Erhöhung der Heringsquoten sehr gutes Signal aus Brüssel

Schwerin (agrar-PR) - Gestern Abend haben sich die EU-Agrarminister darauf geeinigt, dass die Quote für den Fang von Hering in der westlichen Ostsee um 12%, in der östlichen Ostsee gar um 45%, erhöht wird.
„Das ist natürlich ein sehr gutes Signal an unsere Fischer und bestätigt uns, dass unsere Bemühungen für einen gesunden Lebensraum Ostsee endlich Früchte trägt“, erklärte Dr. Till Backhaus, Minister für Landwirtschaft, Umwelt und Verbraucherschutz, heute in Schwerin.

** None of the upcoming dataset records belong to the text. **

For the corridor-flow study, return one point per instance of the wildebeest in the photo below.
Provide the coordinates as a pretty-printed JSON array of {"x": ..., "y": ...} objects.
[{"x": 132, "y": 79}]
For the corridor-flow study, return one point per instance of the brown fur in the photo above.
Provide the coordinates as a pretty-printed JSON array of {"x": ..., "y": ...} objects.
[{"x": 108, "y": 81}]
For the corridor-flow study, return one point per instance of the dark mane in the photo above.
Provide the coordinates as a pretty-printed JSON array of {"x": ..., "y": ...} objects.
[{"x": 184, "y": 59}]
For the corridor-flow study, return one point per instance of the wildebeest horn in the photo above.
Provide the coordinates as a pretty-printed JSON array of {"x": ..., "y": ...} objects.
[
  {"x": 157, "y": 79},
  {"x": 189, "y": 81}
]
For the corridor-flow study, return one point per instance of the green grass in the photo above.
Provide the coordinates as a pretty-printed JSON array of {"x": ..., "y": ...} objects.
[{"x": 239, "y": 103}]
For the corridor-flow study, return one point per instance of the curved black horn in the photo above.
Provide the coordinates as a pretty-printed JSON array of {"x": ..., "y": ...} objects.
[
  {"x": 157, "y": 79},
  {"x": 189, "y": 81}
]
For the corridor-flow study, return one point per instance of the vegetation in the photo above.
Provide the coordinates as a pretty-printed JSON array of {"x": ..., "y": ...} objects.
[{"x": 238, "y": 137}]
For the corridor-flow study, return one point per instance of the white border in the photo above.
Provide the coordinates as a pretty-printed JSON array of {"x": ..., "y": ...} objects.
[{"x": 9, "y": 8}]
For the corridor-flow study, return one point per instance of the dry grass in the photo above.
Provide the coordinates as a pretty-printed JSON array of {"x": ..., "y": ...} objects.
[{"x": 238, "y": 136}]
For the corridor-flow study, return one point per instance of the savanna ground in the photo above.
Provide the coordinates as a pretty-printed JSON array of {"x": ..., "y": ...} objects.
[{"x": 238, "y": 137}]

Neben dem Hering wurden auch die Quoten für Dorsch und Sprotte bekannt gegeben. So sinkt die Menge für Sprotten um 11 % und für Dorsch um 7 % in der westlichen Ostsee. Die Fangmenge für Scholle bleibt unverändert. Das heißt konkret für die wichtigsten Fangfische, dass 2015 insgesamt 7.369 t Hering und 2.335 t Dorsch in Mecklenburg-Vorpommern angelandet werden dürfen. „Mit diesen Werten können wir gut leben. Wichtig ist, dass die Fischerei nach den vielen harten Jahren wieder eine Perspektive erhält und man hier in Mecklenburg-Vorpommern weiterhin von diesem traditionsreichen kleine Handwerksfischerei leben kann. Außerdem liegt die 7prozentige Reduzierung der Dorschquote für den Bestand der westlichen Ostsee erheblich unter dem Kommissionsvorschlag von 48 % und bewegt sich nunmehr im Rahmen des gültigen Managementplanes für die Dorschbestände der Ostsee. Damit wurde unsere Forderung endlich umgesetzt“, unterstrich der Minister.

Erstmalig wurden auch mehrjährige Bewirtschaftungspläne beschlossen. Das heißt, dass für einen längeren Zeitraum absehbar ist, wie sich die Fischbestände und ein dementsprechender ein Quotenkorridor entwickeln werden. Die genauen Auswirkungen dessen können erst bei genauerer Analyse der Beschlussdokumente erfolgen.